If L2 is solving Ethereum's scalability issues, then what is the value proposition of alternatives like Solana, Avalanche, and Cosmos?
First, let’s quickly look at some numbers to compare Solana's performance.

Solana's efficiency is still over 10 times higher than Polygon, which is currently the most scalable L2 (sidechain) on Ethereum. Solana also dominates in terms of developers and has a strong user base, exceeding 380,000 daily users by 2023. That said, TVL reveals the benefits L2s gain from being "aligned" with Ethereum. L2s do not have to guide their own TVL like Solana does. I think this is why SOL validators can retain 50% of transaction fees (with 50% being burned), while Arbitrum and Optimism together only retain about 30%.
However, how does Solana's holistic scaling approach compare to Ethereum's modular approach through L2?
Solana bundles settlement and execution services into the same solution, which is unique compared to Ethereum and alternative L1s like Cosmos and Avalanche.
The modular approach taken by Ethereum, Cosmos, and Avalanche introduces additional complexities related to interoperability, security, centralization, data availability, etc., which Solana does not have to deal with.
We believe Solana is distinctly different from Ethereum and other competitors due to its unique holistic architecture. In fact, Ethereum's method of scaling through L2 is starting to look very similar to the approaches of Avalanche and Cosmos. So, if developers can deploy on Ethereum Rollup and instantly access Ethereum's liquidity and network effects, why would they choose an Avalanche subnet or a Cosmos application chain?
In summary, we view Solana as a substitute for Ethereum rather than a complement. We believe this makes Solana the most interesting alternative in the L1 opportunities within the Web3 tech stack—this is also why we established positions in the network during the market dislocation earlier this year. We reported on this project in early January. We also recommend using the network, wallets, applications, staking services, etc. We believe Solana currently offers the best crypto user experience.
In conclusion, as L2 gains traction, we believe the value propositions of alternatives that are not significantly different from Ethereum will be called into question.
Conclusion
1) Ethereum L2 is growing and becoming more efficient. It is still early, but there are signs that Rollups are very complementary to ETH, as validators and holders receive 70% of the fees. This is not the case for sidechains like Polygon that run their own validators.
2) The L2 margins of Optimism and Arbitrum need to be monitored. As more competitors enter the space, we expect margins to decline significantly, but we will continue to watch the data. Zero competition could ultimately commoditize the execution layer of the tech stack.
3) Since L2 is complementary to Ethereum, we believe that as L2 costs decrease, the demand for Ethereum-based applications will increase, bringing more value to validators and ETH holders. Note that the transaction volume flowing through L2 ultimately needs to grow faster than the decline in fees.
4) As solutions like Arbitrum and Optimism mature, the scaling approaches of the Ethereum ecosystem seem to be converging with those of Cosmos, Polkadot, and Avalanche. For example, Optimism's "superchain" looks similar to the Cosmos Hub or Avalanche's C-Chain.

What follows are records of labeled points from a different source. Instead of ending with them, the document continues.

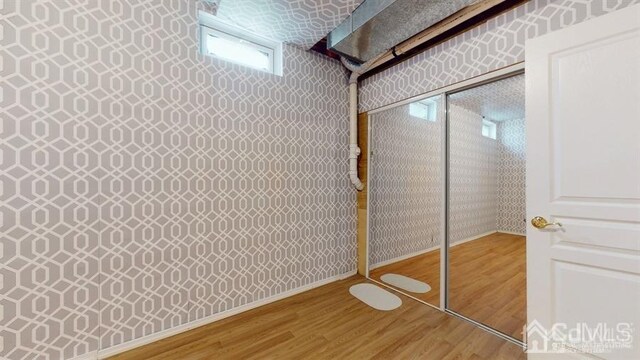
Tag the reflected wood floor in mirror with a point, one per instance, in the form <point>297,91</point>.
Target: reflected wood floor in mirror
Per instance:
<point>424,267</point>
<point>329,323</point>
<point>487,280</point>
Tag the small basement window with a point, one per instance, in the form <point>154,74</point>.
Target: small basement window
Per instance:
<point>233,44</point>
<point>488,129</point>
<point>426,110</point>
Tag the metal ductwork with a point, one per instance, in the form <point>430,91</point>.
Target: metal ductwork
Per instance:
<point>378,25</point>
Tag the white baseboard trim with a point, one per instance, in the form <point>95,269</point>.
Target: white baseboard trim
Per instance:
<point>473,238</point>
<point>93,355</point>
<point>511,233</point>
<point>404,257</point>
<point>129,345</point>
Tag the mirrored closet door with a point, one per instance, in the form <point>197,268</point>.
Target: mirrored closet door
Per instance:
<point>486,204</point>
<point>405,197</point>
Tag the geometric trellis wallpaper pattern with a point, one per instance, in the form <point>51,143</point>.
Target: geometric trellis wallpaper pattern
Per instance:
<point>498,100</point>
<point>298,22</point>
<point>512,162</point>
<point>405,197</point>
<point>473,176</point>
<point>495,44</point>
<point>143,186</point>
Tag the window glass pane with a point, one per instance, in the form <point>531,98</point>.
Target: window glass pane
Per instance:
<point>423,110</point>
<point>239,52</point>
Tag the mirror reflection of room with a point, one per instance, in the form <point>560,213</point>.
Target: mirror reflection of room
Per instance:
<point>486,218</point>
<point>405,198</point>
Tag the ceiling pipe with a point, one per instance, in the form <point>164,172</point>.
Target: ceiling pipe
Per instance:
<point>354,149</point>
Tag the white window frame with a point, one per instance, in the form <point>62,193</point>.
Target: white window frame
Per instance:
<point>211,25</point>
<point>428,107</point>
<point>493,129</point>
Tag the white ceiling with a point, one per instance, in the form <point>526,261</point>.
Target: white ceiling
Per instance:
<point>298,22</point>
<point>498,101</point>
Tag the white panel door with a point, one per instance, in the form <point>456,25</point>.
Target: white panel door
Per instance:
<point>583,171</point>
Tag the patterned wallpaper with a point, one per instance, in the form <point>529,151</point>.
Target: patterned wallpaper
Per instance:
<point>144,186</point>
<point>512,144</point>
<point>495,44</point>
<point>299,22</point>
<point>498,100</point>
<point>473,174</point>
<point>405,177</point>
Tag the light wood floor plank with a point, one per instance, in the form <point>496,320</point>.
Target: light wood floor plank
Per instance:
<point>487,280</point>
<point>329,323</point>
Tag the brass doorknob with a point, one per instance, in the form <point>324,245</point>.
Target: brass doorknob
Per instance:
<point>540,223</point>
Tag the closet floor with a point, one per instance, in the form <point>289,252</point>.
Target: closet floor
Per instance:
<point>329,323</point>
<point>487,280</point>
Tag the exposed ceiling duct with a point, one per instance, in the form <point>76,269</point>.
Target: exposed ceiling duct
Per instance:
<point>378,25</point>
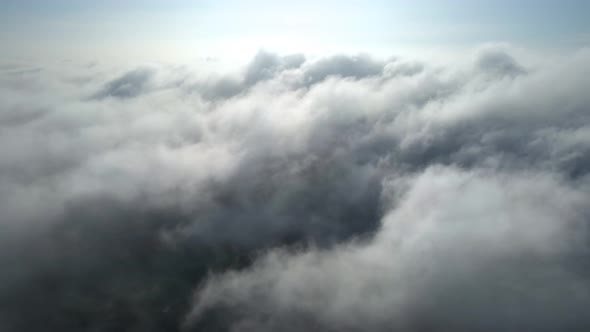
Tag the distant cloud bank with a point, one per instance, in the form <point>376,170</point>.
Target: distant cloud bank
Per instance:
<point>346,193</point>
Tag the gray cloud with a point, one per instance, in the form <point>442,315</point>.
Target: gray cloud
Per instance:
<point>284,185</point>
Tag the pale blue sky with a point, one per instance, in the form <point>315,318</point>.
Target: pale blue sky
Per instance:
<point>170,28</point>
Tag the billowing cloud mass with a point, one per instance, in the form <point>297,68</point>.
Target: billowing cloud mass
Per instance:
<point>344,193</point>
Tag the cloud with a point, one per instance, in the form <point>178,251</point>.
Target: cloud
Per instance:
<point>461,251</point>
<point>116,207</point>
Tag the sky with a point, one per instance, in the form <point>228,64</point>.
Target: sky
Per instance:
<point>230,28</point>
<point>341,176</point>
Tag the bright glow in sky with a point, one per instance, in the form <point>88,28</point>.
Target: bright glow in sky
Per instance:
<point>184,29</point>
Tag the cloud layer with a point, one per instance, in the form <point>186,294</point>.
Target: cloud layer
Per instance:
<point>345,193</point>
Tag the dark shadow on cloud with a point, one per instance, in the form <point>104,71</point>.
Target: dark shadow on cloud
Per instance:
<point>129,85</point>
<point>357,67</point>
<point>498,63</point>
<point>327,209</point>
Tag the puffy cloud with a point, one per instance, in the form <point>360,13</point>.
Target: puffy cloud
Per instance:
<point>123,189</point>
<point>460,251</point>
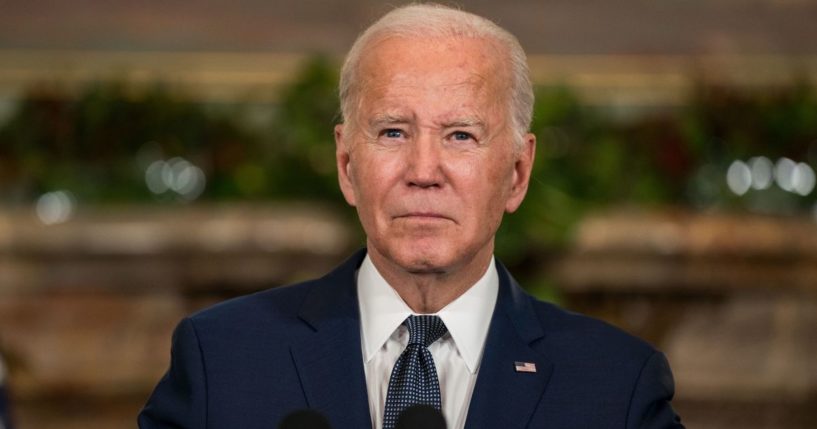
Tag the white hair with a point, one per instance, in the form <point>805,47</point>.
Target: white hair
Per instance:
<point>422,21</point>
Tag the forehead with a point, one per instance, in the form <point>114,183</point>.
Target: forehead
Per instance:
<point>433,70</point>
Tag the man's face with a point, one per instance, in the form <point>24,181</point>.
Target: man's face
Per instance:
<point>429,159</point>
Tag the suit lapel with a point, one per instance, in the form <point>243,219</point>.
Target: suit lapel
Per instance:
<point>330,362</point>
<point>504,397</point>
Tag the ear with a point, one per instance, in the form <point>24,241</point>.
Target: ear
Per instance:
<point>344,163</point>
<point>523,165</point>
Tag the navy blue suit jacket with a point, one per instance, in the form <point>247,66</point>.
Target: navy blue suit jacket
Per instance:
<point>250,361</point>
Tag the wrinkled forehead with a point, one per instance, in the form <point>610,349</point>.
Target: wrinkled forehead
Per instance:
<point>408,66</point>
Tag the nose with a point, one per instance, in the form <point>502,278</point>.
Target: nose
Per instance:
<point>424,164</point>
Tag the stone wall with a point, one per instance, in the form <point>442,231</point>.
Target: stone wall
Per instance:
<point>732,300</point>
<point>87,307</point>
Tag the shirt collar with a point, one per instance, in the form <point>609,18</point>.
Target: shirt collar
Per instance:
<point>467,317</point>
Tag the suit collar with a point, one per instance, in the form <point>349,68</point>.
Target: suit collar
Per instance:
<point>330,363</point>
<point>503,396</point>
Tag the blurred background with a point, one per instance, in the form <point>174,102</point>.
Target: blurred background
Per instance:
<point>159,156</point>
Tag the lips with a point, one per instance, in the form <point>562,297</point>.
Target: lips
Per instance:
<point>423,216</point>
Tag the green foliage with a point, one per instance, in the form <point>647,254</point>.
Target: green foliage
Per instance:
<point>99,143</point>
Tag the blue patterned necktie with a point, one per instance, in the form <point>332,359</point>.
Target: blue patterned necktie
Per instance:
<point>414,377</point>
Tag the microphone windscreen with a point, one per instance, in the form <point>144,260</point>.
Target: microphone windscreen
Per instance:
<point>420,417</point>
<point>304,419</point>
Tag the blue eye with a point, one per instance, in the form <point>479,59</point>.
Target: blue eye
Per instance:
<point>462,136</point>
<point>393,133</point>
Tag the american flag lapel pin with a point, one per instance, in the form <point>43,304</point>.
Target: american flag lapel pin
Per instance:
<point>524,366</point>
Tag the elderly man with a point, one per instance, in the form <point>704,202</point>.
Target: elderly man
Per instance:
<point>434,149</point>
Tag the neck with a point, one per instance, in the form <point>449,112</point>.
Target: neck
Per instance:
<point>430,291</point>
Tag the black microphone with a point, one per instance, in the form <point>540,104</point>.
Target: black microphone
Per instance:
<point>304,419</point>
<point>420,417</point>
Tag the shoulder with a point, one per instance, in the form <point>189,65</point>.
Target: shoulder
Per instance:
<point>281,304</point>
<point>569,334</point>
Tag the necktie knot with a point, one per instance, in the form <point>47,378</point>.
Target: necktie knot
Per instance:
<point>424,329</point>
<point>414,377</point>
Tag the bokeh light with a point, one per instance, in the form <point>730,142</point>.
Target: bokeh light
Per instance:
<point>739,177</point>
<point>176,175</point>
<point>55,207</point>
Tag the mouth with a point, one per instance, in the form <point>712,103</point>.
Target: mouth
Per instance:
<point>423,216</point>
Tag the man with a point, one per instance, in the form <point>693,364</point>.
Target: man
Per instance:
<point>434,149</point>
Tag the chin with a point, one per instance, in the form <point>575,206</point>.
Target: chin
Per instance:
<point>424,258</point>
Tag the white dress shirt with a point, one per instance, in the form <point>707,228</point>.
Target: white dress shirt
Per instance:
<point>456,355</point>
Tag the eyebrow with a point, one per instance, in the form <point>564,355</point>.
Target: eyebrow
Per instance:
<point>387,118</point>
<point>465,122</point>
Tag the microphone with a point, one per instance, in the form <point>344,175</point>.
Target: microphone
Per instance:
<point>304,419</point>
<point>420,417</point>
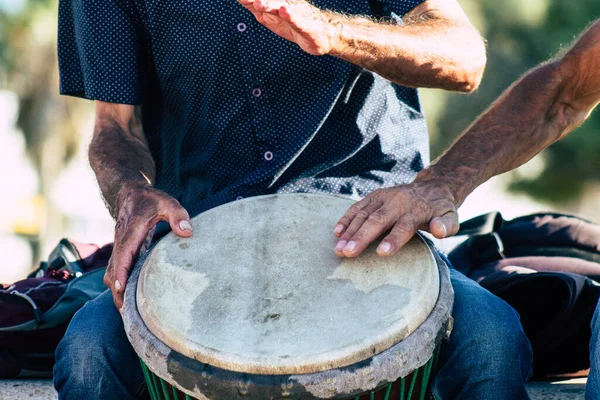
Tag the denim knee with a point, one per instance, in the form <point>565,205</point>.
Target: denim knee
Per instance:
<point>95,359</point>
<point>487,355</point>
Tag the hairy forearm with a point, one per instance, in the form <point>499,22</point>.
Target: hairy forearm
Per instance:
<point>120,157</point>
<point>430,50</point>
<point>545,105</point>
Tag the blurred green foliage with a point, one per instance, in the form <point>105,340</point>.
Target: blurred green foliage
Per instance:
<point>520,35</point>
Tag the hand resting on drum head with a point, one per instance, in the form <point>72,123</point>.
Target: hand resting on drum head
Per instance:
<point>426,204</point>
<point>138,213</point>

5) When configuring a portfolio of Ethereum ecosystem assets (ETH, L2, oracles, cross-chain bridges, applications/protocols), investors have a range of choices. That said, due to the complementarity of L2 Rollups, ETH appears to offer more attractive returns. Additionally, investors should consider that sidechains like Polygon have lower "alignment" with Ethereum and act more as alternative L1s while leveraging Ethereum's network effects and EVM standards. We believe Polygon has stronger value-add potential compared to Rollups. In some respects, Polygon should be compared more to Solana than to Optimism and Arbitrum.
6) We believe the growth and scalability of Ethereum L2 will shake the value propositions of L1 competing chains that adopt similar scalability approaches—such as Cosmos, Avalanche, and Polkadot. But Solana is distinctly different because it adopts a single scaling approach (bundling settlement and execution).